Blocking List from UT1

vinifa · November 26, 2024, 2:57am

Good evening, I’d like to contribute something; I’m not sure if it will help anyone or if something similar has already been done, but here it goes... I’m using Pi-hole not only to remove ads but also to filter content on my network, similar to how SquidGuard works.

Since Pi-hole uses a list-based system, it helps a lot with this task. However, it has the characteristic of requiring 0.0.0.0 in front of each URL, which I believe acts as if the domain resolves to that IP, effectively blocking it by redirecting to "null."

With this, I started using the UT1 list, which is frequently updated—almost daily, I’d say. So, I had the idea to create a shell script (with some help from ChatGPT XD) to automate this process for me.

Once a day, I update the lists and send them to another server with Pi-hole installed so that both servers use the same list.

Here’s the script:

update_list_with_sync.sh.txt (3,0,KB)

The transfer to the remote server was done using the shared SSH key, meaning I can access the other server without the need to enter a password.

I hope I have contributed to the community. Cheers!

rdwebdesign · November 26, 2024, 4:12am

Pi-hole doesn't require 0.0.0.0.

Pi-hole accepts lists using this format, but any IP in front of the domain is removed. Only the domains are stored.
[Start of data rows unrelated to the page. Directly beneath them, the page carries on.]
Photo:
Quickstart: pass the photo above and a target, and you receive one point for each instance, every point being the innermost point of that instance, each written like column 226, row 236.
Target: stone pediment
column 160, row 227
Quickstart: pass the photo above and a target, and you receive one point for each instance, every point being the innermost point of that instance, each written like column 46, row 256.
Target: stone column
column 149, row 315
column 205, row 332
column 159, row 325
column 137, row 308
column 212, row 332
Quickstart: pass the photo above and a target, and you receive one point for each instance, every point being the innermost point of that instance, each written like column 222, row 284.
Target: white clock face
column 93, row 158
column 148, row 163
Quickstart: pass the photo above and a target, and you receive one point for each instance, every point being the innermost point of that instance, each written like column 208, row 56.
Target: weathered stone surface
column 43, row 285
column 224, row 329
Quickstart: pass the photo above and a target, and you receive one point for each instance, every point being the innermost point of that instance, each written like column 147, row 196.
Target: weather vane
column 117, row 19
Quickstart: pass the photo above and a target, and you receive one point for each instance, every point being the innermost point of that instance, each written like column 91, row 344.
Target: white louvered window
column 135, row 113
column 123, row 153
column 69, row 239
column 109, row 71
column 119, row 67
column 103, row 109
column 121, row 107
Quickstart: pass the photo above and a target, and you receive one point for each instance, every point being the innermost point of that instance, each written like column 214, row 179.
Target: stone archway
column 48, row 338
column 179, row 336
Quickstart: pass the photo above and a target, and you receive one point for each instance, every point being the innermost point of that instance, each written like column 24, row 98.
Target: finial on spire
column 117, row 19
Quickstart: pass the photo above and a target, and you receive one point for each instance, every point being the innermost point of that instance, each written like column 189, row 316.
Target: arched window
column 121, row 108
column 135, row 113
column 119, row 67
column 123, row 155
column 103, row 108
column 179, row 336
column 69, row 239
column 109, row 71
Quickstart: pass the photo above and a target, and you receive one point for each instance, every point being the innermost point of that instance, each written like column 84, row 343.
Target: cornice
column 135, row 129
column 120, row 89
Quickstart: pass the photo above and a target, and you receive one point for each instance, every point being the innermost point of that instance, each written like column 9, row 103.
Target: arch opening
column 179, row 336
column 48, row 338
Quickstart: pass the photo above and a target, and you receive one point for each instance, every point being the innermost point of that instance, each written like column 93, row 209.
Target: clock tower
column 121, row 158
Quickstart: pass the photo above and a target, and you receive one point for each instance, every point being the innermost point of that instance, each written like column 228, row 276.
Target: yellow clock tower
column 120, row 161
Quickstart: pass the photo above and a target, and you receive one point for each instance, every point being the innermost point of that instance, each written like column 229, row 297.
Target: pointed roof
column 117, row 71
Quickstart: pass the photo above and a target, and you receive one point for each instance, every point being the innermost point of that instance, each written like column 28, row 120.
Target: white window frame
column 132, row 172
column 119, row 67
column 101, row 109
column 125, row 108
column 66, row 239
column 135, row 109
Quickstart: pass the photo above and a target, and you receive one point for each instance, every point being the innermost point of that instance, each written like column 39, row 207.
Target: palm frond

See the comment number 7 (line 685) and the corresponding code:

github.com/pi-hole/pi-hole

gravity.sh

7128c18b4


      
          # 2) Remove carriage returns
          # 3) Remove lines starting with ! (ABP Comments)
          # 4) Remove lines starting with [ (ABP Header)
          # 5) Remove lines containing ABP extended CSS selectors ("##", "#!#", "#@#", "#?#") preceded by a letter
          # 6) Remove comments (text starting with "#", include possible spaces before the hash sign)
          # 7) Remove leading tabs, spaces, etc. (Also removes leading IP addresses)
          # 8) Remove empty lines
          
            sed -i -r \
            -e 's/\r$//' \
            -e 's/\s*!.*//g' \
            -e 's/\s*\[.*//g' \
            -e '/[a-z]\#[$?@]{0,1}\#/d' \
            -e 's/\s*#.*//g' \
            -e 's/^.*\s+//g' \
            -e '/^$/d' "${destination}"

Note:
Pi-hole only uses domains, not URLs.

Bucking_Horn · November 26, 2024, 8:52am

You are processing only a subset of archives listed by the university of Toulouse, and they seem to be a mixture of block and allow lists, as the usage file seems to declare.

Note that those archives contain files that are not compatible with Pi-hole.

It seems your script correctly deals with this by extracting the domains file only, but it doesn't inspect usage. Users trying to blindly download all lists may accidentally block domains intended to be allowed (e.g. in the bank, update or liste_blanche archives).

Above means that you can use the domains file as is, i.e. you do not need to

# Edit the file by adding "0.0.0.0" at the beginning of each line
sed -i 's/^/0.0.0.0 /' "$var_name"

Your script unconditionally tries to copy files and initiate a gravity update on a remote Pi-hole.
Users may run one instance of Pi-hole only, and if they run multiple Pi-holes, they may already handle syncing them.
You should consider removing that part, or make it optional, so it wouldn't be triggered by default.